Numerous jurisdictions have moved to a toll that changes by time of day. Some tailor the price to traffic conditions, adjusting as needed to keep vehicles moving at a specific speed.

This dynamic pricing is intended to put a fairer price on the road, which is more in demand at certain times of day than others. And it is a way to encourage people to shift their travel patterns. This can work, as shown by a toll road in California where the most severely tolled part of the day raises relatively little money, with the high price acting as a disincentive to travel at that time.

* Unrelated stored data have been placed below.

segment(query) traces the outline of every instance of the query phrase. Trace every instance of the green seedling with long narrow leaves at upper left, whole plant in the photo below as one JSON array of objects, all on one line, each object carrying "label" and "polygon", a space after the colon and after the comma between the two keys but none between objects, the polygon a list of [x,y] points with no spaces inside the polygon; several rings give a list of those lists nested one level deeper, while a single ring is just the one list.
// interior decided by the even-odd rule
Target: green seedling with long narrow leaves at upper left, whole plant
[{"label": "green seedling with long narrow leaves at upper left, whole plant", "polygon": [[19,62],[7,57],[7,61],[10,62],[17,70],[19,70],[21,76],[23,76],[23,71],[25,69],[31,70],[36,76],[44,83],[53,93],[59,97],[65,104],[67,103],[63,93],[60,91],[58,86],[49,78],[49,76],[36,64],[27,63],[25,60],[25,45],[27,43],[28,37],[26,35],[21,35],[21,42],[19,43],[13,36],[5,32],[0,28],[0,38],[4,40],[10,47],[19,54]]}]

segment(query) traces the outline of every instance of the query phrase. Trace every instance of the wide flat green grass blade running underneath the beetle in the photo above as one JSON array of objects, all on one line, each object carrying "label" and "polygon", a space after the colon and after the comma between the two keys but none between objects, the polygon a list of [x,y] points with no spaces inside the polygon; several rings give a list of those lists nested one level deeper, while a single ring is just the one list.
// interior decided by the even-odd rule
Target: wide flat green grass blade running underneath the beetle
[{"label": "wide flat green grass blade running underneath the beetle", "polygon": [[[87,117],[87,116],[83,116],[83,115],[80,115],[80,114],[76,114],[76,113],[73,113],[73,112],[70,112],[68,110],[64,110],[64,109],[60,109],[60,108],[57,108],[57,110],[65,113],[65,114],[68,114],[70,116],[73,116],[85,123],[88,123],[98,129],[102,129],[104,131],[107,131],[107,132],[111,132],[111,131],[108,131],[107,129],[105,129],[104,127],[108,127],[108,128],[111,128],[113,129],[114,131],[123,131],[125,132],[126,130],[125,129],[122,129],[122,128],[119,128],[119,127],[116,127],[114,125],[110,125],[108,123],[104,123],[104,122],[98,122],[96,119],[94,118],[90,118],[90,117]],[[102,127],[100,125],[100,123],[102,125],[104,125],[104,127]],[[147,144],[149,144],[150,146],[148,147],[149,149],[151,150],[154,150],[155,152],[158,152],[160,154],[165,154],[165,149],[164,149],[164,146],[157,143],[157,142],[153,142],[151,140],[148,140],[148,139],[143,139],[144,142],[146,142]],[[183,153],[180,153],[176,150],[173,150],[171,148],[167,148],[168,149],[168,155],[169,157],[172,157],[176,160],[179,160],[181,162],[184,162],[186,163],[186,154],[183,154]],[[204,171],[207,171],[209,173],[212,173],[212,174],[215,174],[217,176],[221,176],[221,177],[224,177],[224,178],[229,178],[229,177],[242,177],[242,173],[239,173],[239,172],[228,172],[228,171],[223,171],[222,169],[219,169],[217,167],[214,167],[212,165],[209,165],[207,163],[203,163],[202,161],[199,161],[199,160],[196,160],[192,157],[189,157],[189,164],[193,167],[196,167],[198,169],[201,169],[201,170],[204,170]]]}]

The staff report makes passing reference to the possibility of tolling by distance, but the revenue projections are based on fixed tolls. The numbers are also based on a transponder style of system that some traffic experts consider already out of date. Some jurisdictions are looking at using GPS to track road use or testing systems that charge for all driving, a way to prevent people fleeing toll roads and clogging other routes.

“The methods used to collect tolls are currently evolving and other technologies may be available in the future,” the report acknowledges.

Still, the consensus from people who study tolling is that what Toronto is discussing now has the potential to be a good start.

“I’d view it as sort of a phased thing, and this is the first step,” said David Levinson, a transportation analyst and professor in the civil engineering faculty at the University of Minnesota, who has researched road pricing. “It’s much easier to move from a toll to a toll with differentiated time of day prices than it is to move from no toll to tolling.”